But critics say that amount of production would produce huge surpluses available for export, turning Bolivia into a narcostate.
Eradication efforts have been largely suspended in Bolivia since last year, when the country was paralyzed by protests and blockades led by Mr. Morales' left-wing Movement to Socialism (MAS). The protest movement has succeeded in toppling two presidents since 2003.
The government estimates there are 79,000 acres of coca under cultivation in Bolivia. Officials privately say that there is little they can do to reduce production without risking a new round of unrest that could scuttle hopes for a peaceful election next Monday.
The latest opinion polls show Mr. Morales likely to win nearly 40 percent of the vote with his main opponent, Jorge Quiroga of the conservative Podemos party, not far behind. Podemos has launched a negative television ad campaign highlighting MAS ties with narcotrafficking, terrorism, Venezuela's Hugo Chavez and Cuba's Fidel Castro.
Mr. Quiroga is expected to carry the big-city vote of Santa Cruz and the capital, La Paz. But in a country where an estimated 70 percent of the population subsists outside the formal economy, MAS is relying heavily on mobilizing peasant support in rural areas where growing coca is a way of life.
In the community of Quillancollo recently, about 15,000 Indians gathered to cheer and throw rose petals on Mr. Morales, who promises to "put an end to over 500 years of white domination."
"Of course we are going to legalize coca. It's the only way that we are going to get out of our current misery," said Ileana Fuentes, a young MAS militant who cheered when speakers declare in the native Quechua language: "Death to those who have sold out the homeland" and "Let's finish off the Yanquis."
Omar Barrientos, a Cochabamba lawyer who worked as a consultant to the U.S. State Department in drafting anti-drug policy, said Mr. Morales had fashioned a coalition of various far-left groups "for the common purpose of resisting the highly unpopular coca zero law."

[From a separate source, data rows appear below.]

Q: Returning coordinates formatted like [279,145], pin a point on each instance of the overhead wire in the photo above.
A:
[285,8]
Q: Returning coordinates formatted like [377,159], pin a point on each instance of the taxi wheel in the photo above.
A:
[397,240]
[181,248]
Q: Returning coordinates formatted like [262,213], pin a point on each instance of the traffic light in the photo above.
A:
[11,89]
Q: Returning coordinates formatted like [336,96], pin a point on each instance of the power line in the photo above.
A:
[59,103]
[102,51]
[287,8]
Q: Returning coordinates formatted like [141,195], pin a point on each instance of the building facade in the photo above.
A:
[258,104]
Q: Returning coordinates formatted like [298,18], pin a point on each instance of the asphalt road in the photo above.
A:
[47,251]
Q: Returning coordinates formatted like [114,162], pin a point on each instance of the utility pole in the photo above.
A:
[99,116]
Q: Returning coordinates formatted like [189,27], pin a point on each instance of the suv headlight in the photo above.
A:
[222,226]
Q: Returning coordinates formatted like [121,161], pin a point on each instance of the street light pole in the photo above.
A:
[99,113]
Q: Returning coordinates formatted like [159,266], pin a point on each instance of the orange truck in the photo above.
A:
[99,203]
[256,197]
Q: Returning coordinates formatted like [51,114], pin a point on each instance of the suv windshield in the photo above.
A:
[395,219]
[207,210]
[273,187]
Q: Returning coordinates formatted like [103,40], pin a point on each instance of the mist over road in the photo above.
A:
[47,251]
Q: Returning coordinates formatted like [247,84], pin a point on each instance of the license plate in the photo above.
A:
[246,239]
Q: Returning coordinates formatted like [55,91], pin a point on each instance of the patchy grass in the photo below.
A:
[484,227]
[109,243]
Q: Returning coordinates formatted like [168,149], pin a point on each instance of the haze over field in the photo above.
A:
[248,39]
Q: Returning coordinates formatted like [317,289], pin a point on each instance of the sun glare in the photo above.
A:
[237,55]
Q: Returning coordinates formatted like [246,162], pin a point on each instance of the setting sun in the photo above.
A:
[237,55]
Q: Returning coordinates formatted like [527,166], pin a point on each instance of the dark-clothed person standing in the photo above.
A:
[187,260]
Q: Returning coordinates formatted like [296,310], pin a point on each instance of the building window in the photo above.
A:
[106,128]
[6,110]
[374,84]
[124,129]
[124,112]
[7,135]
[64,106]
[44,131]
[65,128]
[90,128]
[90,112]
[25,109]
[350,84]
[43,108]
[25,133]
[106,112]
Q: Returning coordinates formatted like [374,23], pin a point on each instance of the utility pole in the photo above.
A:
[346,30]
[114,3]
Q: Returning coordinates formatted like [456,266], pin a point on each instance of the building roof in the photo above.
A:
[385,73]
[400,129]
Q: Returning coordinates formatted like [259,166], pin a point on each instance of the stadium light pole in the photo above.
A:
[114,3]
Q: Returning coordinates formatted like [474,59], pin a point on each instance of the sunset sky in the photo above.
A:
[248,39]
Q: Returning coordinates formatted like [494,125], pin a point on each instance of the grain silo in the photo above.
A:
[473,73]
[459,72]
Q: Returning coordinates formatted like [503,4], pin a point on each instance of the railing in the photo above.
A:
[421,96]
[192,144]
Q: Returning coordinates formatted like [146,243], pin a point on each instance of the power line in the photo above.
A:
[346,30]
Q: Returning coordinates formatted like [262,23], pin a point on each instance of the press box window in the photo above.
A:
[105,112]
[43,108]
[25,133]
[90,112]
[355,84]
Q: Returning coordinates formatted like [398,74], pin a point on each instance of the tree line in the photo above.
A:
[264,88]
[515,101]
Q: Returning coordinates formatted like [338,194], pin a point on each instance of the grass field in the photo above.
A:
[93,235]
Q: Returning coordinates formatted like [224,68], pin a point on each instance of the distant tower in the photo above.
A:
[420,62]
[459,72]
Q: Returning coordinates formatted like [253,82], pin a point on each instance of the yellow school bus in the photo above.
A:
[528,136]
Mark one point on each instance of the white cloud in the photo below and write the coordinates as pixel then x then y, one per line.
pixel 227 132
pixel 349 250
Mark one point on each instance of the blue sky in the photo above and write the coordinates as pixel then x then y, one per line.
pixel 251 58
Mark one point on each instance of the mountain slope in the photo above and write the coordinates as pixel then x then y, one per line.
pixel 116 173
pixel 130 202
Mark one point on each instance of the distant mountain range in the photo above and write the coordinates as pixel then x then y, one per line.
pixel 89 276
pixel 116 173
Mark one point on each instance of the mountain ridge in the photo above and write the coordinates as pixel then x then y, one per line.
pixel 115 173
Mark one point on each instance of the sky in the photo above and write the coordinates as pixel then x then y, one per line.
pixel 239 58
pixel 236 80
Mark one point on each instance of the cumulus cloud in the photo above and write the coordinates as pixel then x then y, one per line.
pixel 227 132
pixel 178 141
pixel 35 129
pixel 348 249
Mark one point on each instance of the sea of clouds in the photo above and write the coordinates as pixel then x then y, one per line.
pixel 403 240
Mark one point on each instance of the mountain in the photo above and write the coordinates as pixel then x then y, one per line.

"Evo formed MAS by forging an alliance between coca-growing syndicates, remnants of Che Guevara-inspired guerrilla groups, radical indigenous organizations, Trotskyite-led miners' unions as well as elements of the traditional left," Mr. Barrientos said.
The United States was authorized to interdict coca growing in Bolivia in the 1980s after a drastic increase in coca production as miners from the high Andes migrated to Cochabamba to make easy money farming coca in the tropical valley of Chapare.